Sapevate che produrre un chilo di riso richiede 3000 litri di acqua? Che per una semplice tazzina di caffè ne occorrono 140, per un litro di latte ne servono 1000 e per un chilo di mais 900?
Le pietanze che ogni giorno portiamo sulle nostre tavole contengono una elevatissima quantità di acqua, risorsa talmente preziosa da essere definita ‘oro blu’. Infatti, a dispetto dell’uso indiscriminato che ne facciamo ogni giorno noi occidentali, l’acqua è una risorsa sempre più rara: sulla Terra una persona su sei dispone di meno di 20 litri d’acqua dolce al giorno, quello che è indicato dall’Onu come fabbisogno minimo giornaliero pro capite per assicurare i bisogni primari legati all’alimentazione e alle condizioni igienico-sanitarie.

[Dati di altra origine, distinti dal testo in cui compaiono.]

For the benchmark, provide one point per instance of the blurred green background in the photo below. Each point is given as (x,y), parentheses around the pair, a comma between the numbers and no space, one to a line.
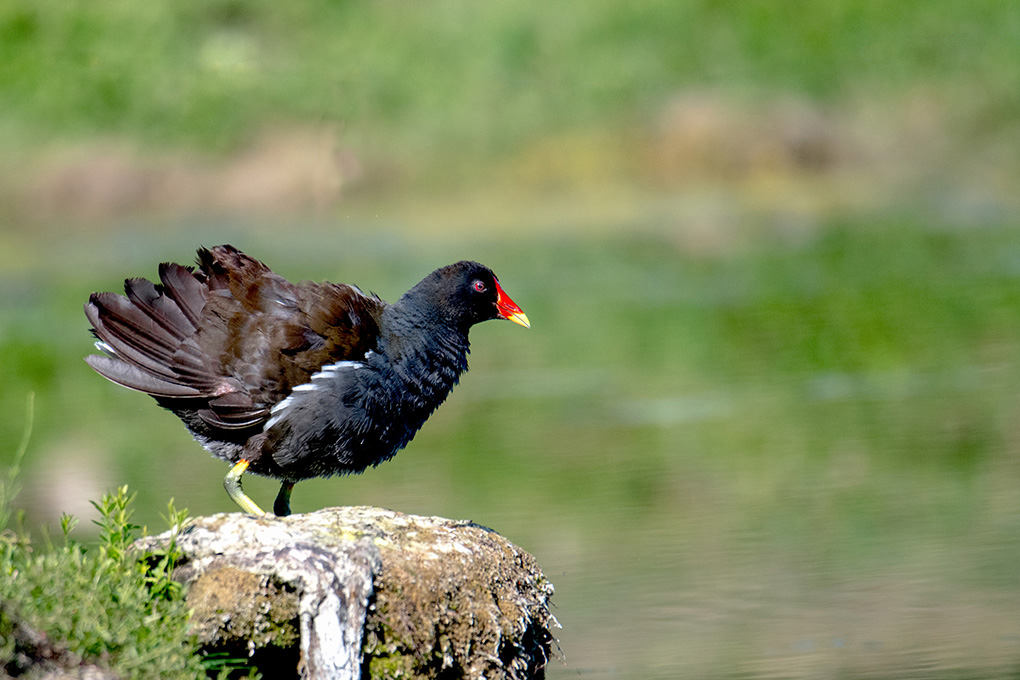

“Per una tonnellata di riso servono 2-3 mila litri d’acqua mentre per una di carne si arriva a 12-13mila – ha spiegato Stella Thomas, fondatrice ed executive director del Global Water Fund – inoltre in media il consumo di acqua mondiale raddoppia ogni 20 anni”.
La necessità di un regime alimentare piu’ ‘water friendly’ è emersa da un dibattito organizzato dal Barilla Center for Food & Nutrition (Bcfn) nel corso del quale è stata presentata la ‘piramide alimentare’ correlata all’impronta idrica degli alimenti, preparata dagli esperti del centro ricerche per consumi più sostenibili ma anche con migliori proprietà salutistiche e nutrizionali. La piramide alimentare, preparata dal centro ricerche, vede al vertice la carne e gli altri prodotti ‘idrovori’, e ai ‘piani bassi’ le verdure e la frutta insieme ai cereali.
Il consumo d’acqua virtuale giornaliero per alimentarsi varia da circa 1500-2600 litri nel caso di una dieta vegetariana a circa 4000-5400 litri per una dieta ricca di carne.
“La dieta mediterranea è importante da questo punto di vista – ha sottolineato Barbara Buchner, direttore del Climate Policy Initiative di Venezia e membro dell’Advisory Board del Barilla Center for Food & Nutrition – perchè coniuga ambiente e salute”.
Il contenuto d’acqua, o l’ “impronta idrica” di un prodotto, è costituito dal volume d’acqua dolce consumata direttamente o indirettamente per realizzarlo, calcolato sommando tutte le fasi della catena di produzione.